Resplendent in a mini-tutu, skinny jeans and high, high stilettos, Runga was all long shiny hair and attitude as she belted out rock songs from her former band Stellar* , earnest as she sang lyrics from her new solo album, and sweet as she accompanied Johnson on his offerings.
She swapped from guitar to mandolin to percussion, including a set of gold, glittery drums, with practised ease.
In the high eaves of the church, every note in her voice rang clear.
Johnson was a strong presence, opening the first song with traditional organ chords and displaying his flawless musicianship on the keyboard, guitar and vocals.
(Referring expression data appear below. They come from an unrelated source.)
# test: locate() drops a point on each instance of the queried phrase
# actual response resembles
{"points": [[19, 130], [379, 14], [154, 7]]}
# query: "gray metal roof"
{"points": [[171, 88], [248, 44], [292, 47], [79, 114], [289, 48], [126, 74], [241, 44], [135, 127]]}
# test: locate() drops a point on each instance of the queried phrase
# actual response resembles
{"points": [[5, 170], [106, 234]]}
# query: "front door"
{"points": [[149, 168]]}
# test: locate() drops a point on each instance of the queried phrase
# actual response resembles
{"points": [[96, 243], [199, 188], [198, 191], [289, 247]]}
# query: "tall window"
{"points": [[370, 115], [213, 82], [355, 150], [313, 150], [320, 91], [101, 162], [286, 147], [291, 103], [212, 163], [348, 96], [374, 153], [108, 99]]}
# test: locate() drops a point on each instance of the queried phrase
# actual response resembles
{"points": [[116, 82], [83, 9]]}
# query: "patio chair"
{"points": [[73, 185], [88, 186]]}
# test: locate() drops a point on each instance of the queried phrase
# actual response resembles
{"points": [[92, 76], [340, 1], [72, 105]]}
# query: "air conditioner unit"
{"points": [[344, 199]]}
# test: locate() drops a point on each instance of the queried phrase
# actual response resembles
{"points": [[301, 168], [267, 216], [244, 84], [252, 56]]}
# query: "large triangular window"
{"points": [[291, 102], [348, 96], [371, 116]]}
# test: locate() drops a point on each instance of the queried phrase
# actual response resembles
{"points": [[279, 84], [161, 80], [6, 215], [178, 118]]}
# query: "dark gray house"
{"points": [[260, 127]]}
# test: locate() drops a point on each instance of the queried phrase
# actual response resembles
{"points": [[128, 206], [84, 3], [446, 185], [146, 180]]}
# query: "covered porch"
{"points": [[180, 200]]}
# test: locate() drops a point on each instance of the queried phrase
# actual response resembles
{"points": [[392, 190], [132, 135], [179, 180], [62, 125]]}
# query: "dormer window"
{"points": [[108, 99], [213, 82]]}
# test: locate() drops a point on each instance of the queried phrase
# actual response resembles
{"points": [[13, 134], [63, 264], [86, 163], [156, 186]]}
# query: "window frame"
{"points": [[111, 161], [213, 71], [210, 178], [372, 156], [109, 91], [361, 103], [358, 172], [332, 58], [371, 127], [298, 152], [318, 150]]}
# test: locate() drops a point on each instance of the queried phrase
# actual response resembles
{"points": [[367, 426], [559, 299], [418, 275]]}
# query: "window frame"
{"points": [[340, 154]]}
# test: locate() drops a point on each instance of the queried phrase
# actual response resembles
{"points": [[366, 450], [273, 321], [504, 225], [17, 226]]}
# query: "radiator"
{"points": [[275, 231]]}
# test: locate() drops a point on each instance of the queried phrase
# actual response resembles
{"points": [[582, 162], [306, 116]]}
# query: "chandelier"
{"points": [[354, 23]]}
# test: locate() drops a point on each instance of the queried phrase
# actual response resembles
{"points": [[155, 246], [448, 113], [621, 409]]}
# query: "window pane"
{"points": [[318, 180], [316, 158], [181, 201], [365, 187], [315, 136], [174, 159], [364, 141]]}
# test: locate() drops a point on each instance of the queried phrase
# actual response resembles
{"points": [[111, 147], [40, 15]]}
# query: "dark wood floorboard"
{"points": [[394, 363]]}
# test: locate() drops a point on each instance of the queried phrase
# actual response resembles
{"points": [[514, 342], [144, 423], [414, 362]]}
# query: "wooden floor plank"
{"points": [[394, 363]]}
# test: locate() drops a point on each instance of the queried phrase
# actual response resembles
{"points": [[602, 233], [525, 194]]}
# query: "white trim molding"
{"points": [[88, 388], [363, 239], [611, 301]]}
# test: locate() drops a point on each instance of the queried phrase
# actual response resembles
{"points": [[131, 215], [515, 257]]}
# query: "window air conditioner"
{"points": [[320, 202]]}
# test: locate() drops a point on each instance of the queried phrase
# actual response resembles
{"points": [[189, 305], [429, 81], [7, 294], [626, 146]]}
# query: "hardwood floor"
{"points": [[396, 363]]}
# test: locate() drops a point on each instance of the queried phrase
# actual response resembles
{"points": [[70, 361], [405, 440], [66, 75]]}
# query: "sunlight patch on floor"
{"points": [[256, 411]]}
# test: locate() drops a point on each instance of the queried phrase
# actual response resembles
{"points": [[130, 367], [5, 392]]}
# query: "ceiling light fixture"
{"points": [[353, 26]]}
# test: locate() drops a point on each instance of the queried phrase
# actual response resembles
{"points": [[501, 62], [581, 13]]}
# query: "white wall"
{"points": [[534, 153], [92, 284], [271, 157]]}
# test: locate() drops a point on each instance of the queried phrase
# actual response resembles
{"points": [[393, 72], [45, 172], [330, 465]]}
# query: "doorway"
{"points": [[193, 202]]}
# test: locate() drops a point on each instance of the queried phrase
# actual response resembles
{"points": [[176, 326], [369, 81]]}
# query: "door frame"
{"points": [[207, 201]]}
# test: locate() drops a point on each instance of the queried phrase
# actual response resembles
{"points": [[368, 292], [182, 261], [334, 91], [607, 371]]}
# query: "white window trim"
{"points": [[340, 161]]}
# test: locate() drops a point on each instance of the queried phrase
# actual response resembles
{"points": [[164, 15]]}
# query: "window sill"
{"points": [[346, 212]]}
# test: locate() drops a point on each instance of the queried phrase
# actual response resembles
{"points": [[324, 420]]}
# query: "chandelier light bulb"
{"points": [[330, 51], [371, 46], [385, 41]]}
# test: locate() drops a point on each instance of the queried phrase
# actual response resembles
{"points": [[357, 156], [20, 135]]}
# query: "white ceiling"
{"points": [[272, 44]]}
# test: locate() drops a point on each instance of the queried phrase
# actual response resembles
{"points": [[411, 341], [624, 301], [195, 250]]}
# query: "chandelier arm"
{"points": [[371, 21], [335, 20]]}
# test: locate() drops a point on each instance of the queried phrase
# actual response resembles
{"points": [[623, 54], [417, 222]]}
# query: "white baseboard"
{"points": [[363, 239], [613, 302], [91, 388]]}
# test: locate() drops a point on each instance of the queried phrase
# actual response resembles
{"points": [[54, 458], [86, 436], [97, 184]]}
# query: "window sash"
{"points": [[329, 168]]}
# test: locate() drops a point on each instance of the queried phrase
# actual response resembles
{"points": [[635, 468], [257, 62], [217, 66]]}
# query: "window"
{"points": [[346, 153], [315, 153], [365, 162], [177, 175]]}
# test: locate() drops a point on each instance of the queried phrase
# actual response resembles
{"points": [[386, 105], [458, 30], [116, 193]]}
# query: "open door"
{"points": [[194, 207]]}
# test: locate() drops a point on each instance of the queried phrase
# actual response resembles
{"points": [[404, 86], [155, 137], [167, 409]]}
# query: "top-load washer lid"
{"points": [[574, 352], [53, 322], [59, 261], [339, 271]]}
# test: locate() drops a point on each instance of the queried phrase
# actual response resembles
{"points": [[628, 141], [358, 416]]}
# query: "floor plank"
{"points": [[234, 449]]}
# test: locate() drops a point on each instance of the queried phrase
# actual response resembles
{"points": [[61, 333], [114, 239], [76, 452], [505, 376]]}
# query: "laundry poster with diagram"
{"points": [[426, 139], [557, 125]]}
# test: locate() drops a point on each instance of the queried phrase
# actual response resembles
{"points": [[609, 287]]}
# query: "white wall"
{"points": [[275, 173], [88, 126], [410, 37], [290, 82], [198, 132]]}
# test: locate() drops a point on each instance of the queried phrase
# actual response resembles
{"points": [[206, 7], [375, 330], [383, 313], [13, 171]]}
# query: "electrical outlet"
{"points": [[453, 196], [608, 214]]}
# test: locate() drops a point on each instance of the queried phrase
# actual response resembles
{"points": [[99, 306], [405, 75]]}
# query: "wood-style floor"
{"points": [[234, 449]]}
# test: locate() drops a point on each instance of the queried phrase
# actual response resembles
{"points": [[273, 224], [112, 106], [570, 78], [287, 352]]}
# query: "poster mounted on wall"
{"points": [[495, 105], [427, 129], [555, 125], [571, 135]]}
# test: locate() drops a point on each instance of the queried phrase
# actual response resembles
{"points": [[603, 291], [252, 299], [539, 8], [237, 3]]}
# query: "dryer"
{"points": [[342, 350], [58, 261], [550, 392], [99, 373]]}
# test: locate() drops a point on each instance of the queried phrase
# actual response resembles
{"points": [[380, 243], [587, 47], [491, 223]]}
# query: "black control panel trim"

In the downtime he was funny, buoying the audience along with snippets of his new Los Angeles life, witty observations and general banter that was at times wildly inappropriate for a church, really. The pair were accompanied during their set by established guitarists and vocalists Dave Goodison and Ben King, who rounded out their professional sound.
Earlier, a soulful Nathan King kept the night’s congregation captivated with his harmonious guitar set.
The crowd were a mixed bunch, with middle-aged groups of women dispersed among hand-holding couples and a few younger fans.
And, judging by the number who were jostling out of their pews to get CDs signed at the end of the gig, they left happy.